Paragon Construction was set to start work first thing the morning of Aug. 18 installing culverts, water pipes and other features that will become part of the $32 million project.

Signs erected along U.S. 7 warned motorists that the construction would start.

However, project opponents won an injunction in U.S. District Court in Burlington that has halted the project, said attorney Liam Murphy, who is representing businesses fighting the reconstruction.

The injunction is based on a stormwater permit appeal that construction opponents filed earlier this year.

U.S. District Court Judge William Sessions agreed to the injunction, at least until a hearing scheduled for Aug. 18, Murphy said.

Vermont Transportation Secretary Patricia McDonald said her agency would ask the court to postpone the hearing until Aug. 28 to give attorneys time to review the appeal.

Construction on U.S. 7 will not start at least until then, McDonald said.

Murphy said he also has filed papers in Chittenden Superior Court and with the Vermont Water Resources Board to stop the construction until appeals are sorted out.

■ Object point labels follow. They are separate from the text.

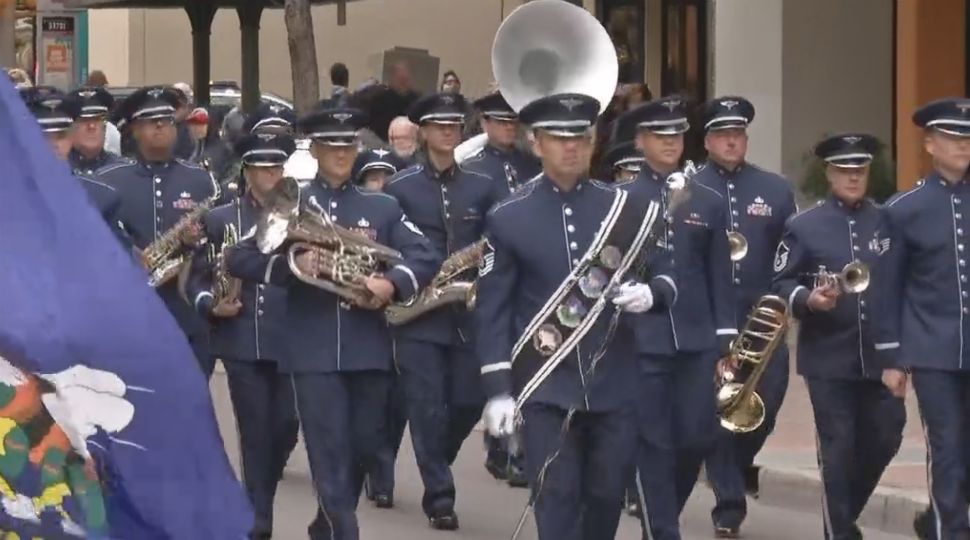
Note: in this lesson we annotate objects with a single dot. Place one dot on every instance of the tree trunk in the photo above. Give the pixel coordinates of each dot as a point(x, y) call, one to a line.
point(303, 54)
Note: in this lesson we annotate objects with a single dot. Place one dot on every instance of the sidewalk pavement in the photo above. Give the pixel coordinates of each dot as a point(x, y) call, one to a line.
point(790, 479)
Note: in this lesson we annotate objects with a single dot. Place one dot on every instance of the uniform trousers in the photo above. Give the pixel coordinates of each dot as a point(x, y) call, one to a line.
point(577, 471)
point(734, 453)
point(944, 403)
point(262, 400)
point(677, 429)
point(859, 427)
point(444, 403)
point(380, 480)
point(342, 416)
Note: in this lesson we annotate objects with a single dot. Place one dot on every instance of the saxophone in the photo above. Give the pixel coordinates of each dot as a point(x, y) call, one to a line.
point(444, 288)
point(225, 288)
point(161, 258)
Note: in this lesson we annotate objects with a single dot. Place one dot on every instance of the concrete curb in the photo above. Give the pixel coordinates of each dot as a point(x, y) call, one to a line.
point(890, 510)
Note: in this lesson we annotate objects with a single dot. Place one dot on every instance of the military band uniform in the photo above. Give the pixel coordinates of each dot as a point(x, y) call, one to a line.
point(858, 421)
point(757, 204)
point(678, 348)
point(95, 103)
point(249, 345)
point(923, 320)
point(154, 196)
point(435, 352)
point(56, 112)
point(578, 427)
point(339, 356)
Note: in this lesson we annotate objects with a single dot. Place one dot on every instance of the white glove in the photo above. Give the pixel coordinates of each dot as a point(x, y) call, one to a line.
point(634, 297)
point(500, 416)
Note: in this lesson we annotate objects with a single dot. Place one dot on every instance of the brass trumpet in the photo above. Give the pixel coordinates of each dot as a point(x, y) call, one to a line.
point(739, 407)
point(345, 259)
point(853, 279)
point(739, 245)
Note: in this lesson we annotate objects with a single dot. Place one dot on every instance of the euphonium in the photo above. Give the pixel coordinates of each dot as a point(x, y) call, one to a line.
point(854, 278)
point(739, 407)
point(161, 258)
point(345, 258)
point(739, 245)
point(225, 288)
point(445, 288)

McDonald and Project Manager Richard Ranaldo said they had not seen the court papers Friday and could not comment on them directly. Ranaldo denounced the delay.

"It’s unfortunate that this group continues to try to hold the traveling public hostage,’ Ranaldo said.

The project would cover 3.1 mi. (5 km) along U.S. 7 between South Burlington and Shelburne. The work has been planned since the early 1980s, but design changes, appeals by opponents and other events delayed the reconstruction.

The rebuilt road would have four lanes, two in each direction. A grassy median would divide north and southbound lanes. It would have cuts to let motorists make left-hand turns.

Some business owners along the project’s route object to the median, saying it would limit access to their shops and offices.